Could 2009 be the year Filipino food breaks through to rest of the world? Two months into it, all signs point to yes. Pinoy cuisine — as stubbornly regional and hard to define as it is — has come into its own with not just one, but two popular food series on Discovery Travel & Living devoting entire episodes to all things Pinoy.

One of them was Anthony Bourdain’s No Reservations, which was shot in the Philippines last October and aired in the United States Feb. 16 (a local airdate has yet to be set).

Filmed at the same time but airing ahead in March is World Café: Asia, hosted by chef, restaurateur and global nomad Bobby Chinn.

Chinn, a self-described “ethnic mutt,” is half-Chinese and half-Egyptian, born in New Zealand and sent to boarding school in England. He has lived in New York and San Francisco, where he trained under star chefs like Gary Danko, Hubert Keller and Traci des Jardins. He is currently based in Vietnam, where he operated a number of restaurants before opening his own in Hanoi, the eponymous Restaurant Bobby Chinn.

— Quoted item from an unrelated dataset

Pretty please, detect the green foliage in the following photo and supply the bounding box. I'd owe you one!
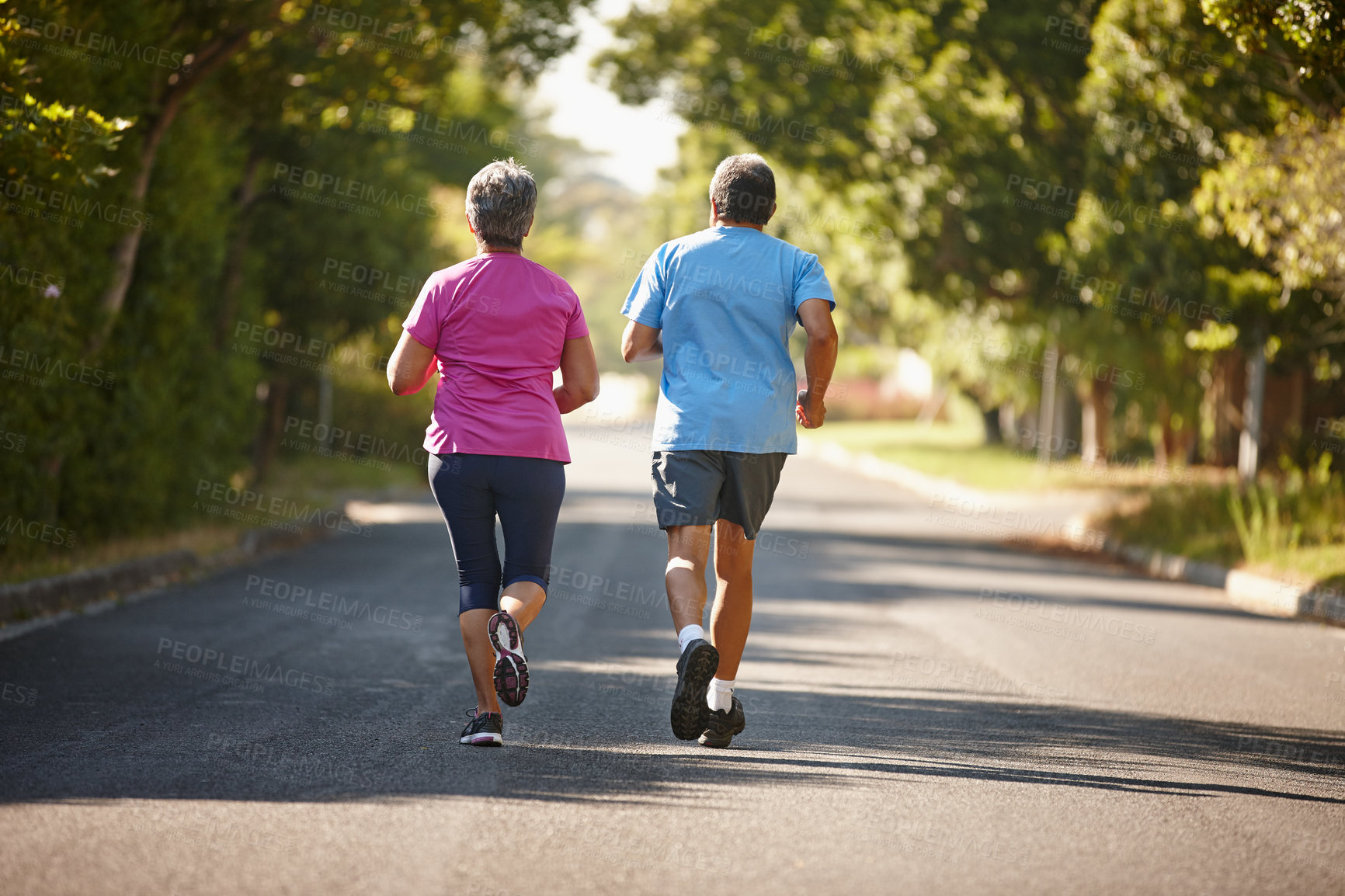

In Singapore to promote the second season of World Café: Asia, Chinn is the total package in person, with male-model good looks, an irreverent sense of humor honed by a stint as a comic and, of course, the ability to cook. He also has a raspy voice that sounds like Ed Burns by way of Billy Baldwin, made even huskier today by a cough. People tell him he sounds like an even more famous actor: “I get Al Pacino, which is kind of Mafioso,” he grins.

Despite the sore throat, Chinn in high spirits, with good reason. World Café is a primetime hit in the Lion City and so is Chinn, a 45-year-old bachelor who has a reputation as something of a ladies’ man. We flew to Singapore to interview him, watch him cook and taste his food, which is most often described as “fusion,” though Chinn himself pokes fun at the term, instead labeling it “confusion.”

Last October, Chinn toured and shot the Philippines for 10 days, guided by local personalities like Gene Gonzalez, Carlos Celdran, and a college friend he reconnected with on Facebook, politician Hans Palacios. “I used to call them the Filipino Mafia, a family of five that basically controlled the student body and student magazine,” he says. “He took me around, showed me the back streets of Manila because he wanted to show me the state of his country.”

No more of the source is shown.